Marlowe guardò Ann Halsey e sorrise.

«Chris sta cercando di spiegarci, a modo suo, che la comunicazione deve avvenire per propagazione radiante.»

«Se crede che in questo modo sia più chiaro…»

«Ma certo che è chiaro, non fare il sabotaggio, Ann. La propagazione radiante avviene quando emettiamo un segnale luminoso o un segnale radio. Questo viaggia per lo spazio, nel vuoto, a una velocità di 300.000 km al secondo. Ma anche a questa velocità ci vorrebbero circa dieci minuti perchè un segnale traversasse la Nuvola.

«Secondo: la quantità di informazioni che si possono trasmettere per propagazione radiante è enormemente più grande di quella che si può trasmettere nella maniera comune, con il suono. Lo abbiamo visto poco fa coi nostri radiotrasmettitori. Perciò se la Nuvola contenesse individui distinti, essi dovrebbero poter comunicare fra di loro in maniera molto più veloce della nostra. Quel che noi riusciamo a dire con un’ora di chiacchiere, essi lo direbbero in un centesimo di secondo.»

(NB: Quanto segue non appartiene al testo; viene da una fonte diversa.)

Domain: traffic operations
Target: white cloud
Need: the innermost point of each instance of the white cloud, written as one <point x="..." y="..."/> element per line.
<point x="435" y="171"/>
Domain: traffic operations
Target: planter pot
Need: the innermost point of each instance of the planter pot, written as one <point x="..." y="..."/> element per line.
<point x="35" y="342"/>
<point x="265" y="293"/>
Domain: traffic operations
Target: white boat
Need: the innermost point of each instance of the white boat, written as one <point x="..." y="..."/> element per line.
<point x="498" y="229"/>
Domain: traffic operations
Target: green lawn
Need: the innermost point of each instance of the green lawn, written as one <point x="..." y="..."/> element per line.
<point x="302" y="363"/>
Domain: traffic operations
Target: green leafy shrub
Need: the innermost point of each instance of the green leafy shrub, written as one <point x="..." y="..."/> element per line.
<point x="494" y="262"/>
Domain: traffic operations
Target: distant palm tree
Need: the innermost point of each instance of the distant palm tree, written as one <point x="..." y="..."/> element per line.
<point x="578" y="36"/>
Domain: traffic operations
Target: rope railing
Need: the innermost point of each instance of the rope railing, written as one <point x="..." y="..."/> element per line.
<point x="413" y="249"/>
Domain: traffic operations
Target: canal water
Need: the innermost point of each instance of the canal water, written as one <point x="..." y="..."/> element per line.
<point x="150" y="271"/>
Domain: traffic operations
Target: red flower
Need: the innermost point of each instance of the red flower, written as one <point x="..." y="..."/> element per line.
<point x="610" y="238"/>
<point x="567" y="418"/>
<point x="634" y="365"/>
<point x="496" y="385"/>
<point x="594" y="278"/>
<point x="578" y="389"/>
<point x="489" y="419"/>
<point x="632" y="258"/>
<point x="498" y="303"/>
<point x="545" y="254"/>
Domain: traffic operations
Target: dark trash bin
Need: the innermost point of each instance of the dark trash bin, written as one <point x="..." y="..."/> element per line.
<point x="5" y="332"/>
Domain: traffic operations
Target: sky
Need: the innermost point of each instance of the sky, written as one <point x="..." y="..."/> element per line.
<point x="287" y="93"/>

«Ah, comincio a capire,» intervenne McNeil. «Se le comunicazioni avvengono in questo modo, allora non si può più nemmeno parlare di individui distinti.»

«Ci sei, John.»

«Ma non ci sono io,» disse Parkinson.

«In parole povere,» rispose McNeil, «Chris vuol dir questo: se nella Nuvola ci sono degli individui, essi devono avere un’alta capacità telepatica, al punto che non significa più nulla considerarli separati l’uno dall’altro.»

«E allora perchè non lo ha detto subito?» fece Ann Halsey.

«Perchè come tutte le <parole povere>, il termine <telepatia> non significa niente.»

«Ma per me significa molto.»

«E cosa significa per te, Ann?»

«Significa comunicare i propri pensieri senza parlare, anzi senza nemmeno scrivere o fare un cenno o… niente, insomma.»

«In altre parole significa — ammesso che significhi qualcosa — comunicazione con mezzi non acustici.»

«E ciò si chiama propagazione radiante,» intervenne Leicester.

«E propagazione radiante significa usare correnti alternate, e non le correnti continue e i voltaggi che usa il nostro cervello.»

«Ma io pensavo che in qualche misura noi fossimo capaci di comunicare per telepatia,» disse Parkinson.

«Ah! Il nostro cervello non ha la possibilità di comunicare per telepatia. Si basa tutto su voltaggi C.C., e in quel modo è impossibile la trasmissione radiante.»

«Forse dico una sciocchezza, ma credevo che tutti questi tipi di poteri extrasensoriali fossero riusciti a stabilire comunicazioni tra di loro,» insistè Parkinson.

«Cattiva scienza, accidenti,» brontolò Alexandrov. «Comunicazioni dopo esperimento molto male. Solo predizione in scienza.»

«Non capisco.»

«Alexis vuol dire che nella scienza contano soltanto le predizioni,» spiegò Weichart. «È proprio in questo modo che Kingsley mi ha messo alle corde. Non serve far prima un sacco di esperimenti e poi scoprire un sacco di rapporti, a meno che questi rapporti non possano essere utilizzati per avere nuove predizioni. Altrimenti è come puntare su un cavallo dopo che la corsa è finita.»

«Le idee di Kingsley sono molto interessanti anche

per ciò che implicano da un punto di vista neurologico,» osservò McNeil. «Per noi la comunicazione è un problema di enorme difficoltà. Anche in noi avviene un passaggio di energia elettrica — essenzialmente energia C.C. -; avviene nei nostri cervelli. Per far questo buona parte del cervello è occupata a controllare i muscoli delle labbra, e le corde vocali. Ma anche così questo processo è assai difficile. Ce la caviamo meglio con le idee semplici, ma la comunicazione dei sentimenti è molto difficile. Invece le bestioline di Kingsley dovrebbero essere in grado di comunicare anche i sentimenti, ed ecco un’altra ragione per cui non ha senso parlare di individui distinti. Fa spavento pensare che tutte le cose di cui abbiamo parlato stasera, e che ci siamo in tal modo scambiate, in maniera tanto approssimativa, quelle stesse cose le bestioline di Kingsley, in un centesimo di secondo, se le potrebbero comunicare con precisione enormemente maggiore.»